Erneut nimmt der Kreisrat von Die Linke zum Thema Zentralklinikum Stellung, aber auch zu den anderen vordringlichen Themen des Landkreises Rastatt. Neben dem Thema Klinikneubau nennt er die Herausforderungen bei der Bewältigung der Flüchtlingsaufnahme, ÖPNV, Klimaschutz, Energiewende und Armutsfalle.

Die Erklärung von Kreisrat Dieter Balle, Die Linke, im Wortlaut:

Unsere Aufgabe ist es demgegenüber, besonnen zu bleiben und trotz alledem für einen Waffenstillstand, ein möglichst baldiges Ende des Krieges und für Diplomatie einzutreten und nicht die Eskalationsspirale mit immer stärkeren, tödlicheren und kostspieligeren Waffensystemen anzuheizen, die im großen europäischen Krieg zu enden droht.

Die immensen Mittel des 100-Milliarden-Aufrüstungsprogramms der Bundeswehr – oder sind es am Ende gar 300 Milliarden? – werden dringend für ein Konversionsprogramm zur Verhinderung der Klimakatastrophe und die ökologisch-soziale Transformation gebraucht. Für einen Bruchteil der Sonderausgaben für diese gigantische Aufrüstung könnte man den ÖPNV in ganz Deutschland kostenfrei machen. Stattdessen militaristische Hybris allerorten, Friedensappelle und ihre Vertreter*innen sind für den Mainstream die 5.Kolonne Moskaus. Kaum ein Funke Vernunft – fast nirgends – weder in den Medien noch in der Politik.

 

Auch und gerade auf der untersten, auf kommunaler Ebene schlägt die verfehlte Politik durch. Der Wirtschafts-, Sanktions- und Propagandakrieg gegen Russland sorgt bei uns selbst für Hyperinflation und Energiepreise, die Geringverdiener*innen kaum bezahlen können und immer mehr in die Armut treiben. Das Gespenst der Deindustrialisierung Deutschlands geht um.

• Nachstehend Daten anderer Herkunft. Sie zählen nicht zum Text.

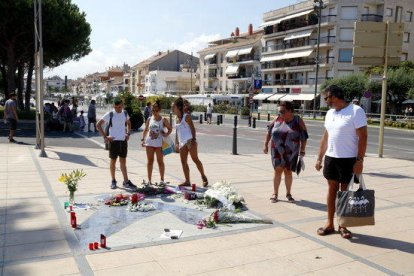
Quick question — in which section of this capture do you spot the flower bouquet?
[58,170,86,204]
[199,180,244,210]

Dazu kommen eine Menge hausgemachter Probleme hier vor Ort. Das Gezerre und Gewürge um die Zukunft des KMB hat gezeigt: Der Weg zu einem Zentralklinikum für ganz Mittelbaden ist ein Holzweg. Das Leuchtturmprojekt geht im Münchfeeldsee baden.

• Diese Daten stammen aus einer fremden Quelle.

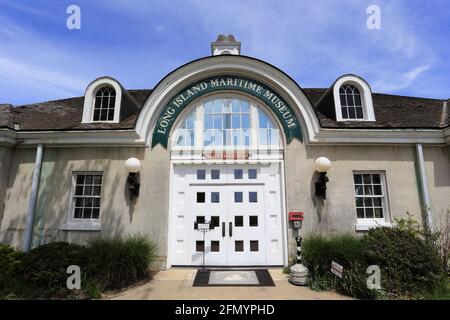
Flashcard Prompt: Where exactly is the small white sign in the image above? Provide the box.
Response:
[197,223,209,230]
[331,261,344,278]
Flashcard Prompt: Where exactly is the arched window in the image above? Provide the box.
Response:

Wir Linke sagen deshalb nach wie vor: Die Sicherstellung der wohnortnahen Akut-Versorgung kann am ehesten durch ein gut aufeinander abgestimmtes Zusammenspiel der bestehenden drei Akut-Kliniken sichergestellt werden. Ein Großteil der Bevölkerung in Baden-Baden und Rastatt sieht das offensichtlich auch so. Der Bürgerentscheid im Münchfeld ist nur eine Konsequenz einer verfehlten Planung, die die Bevölkerung nicht mitgenommen hat, sondern auf halbgare, mit heißer Nadel gestrickte Gefälligkeitsgutachten gesetzt hat, die nach kürzester Zeit schon wie aus der Zeit gefallen erscheinen.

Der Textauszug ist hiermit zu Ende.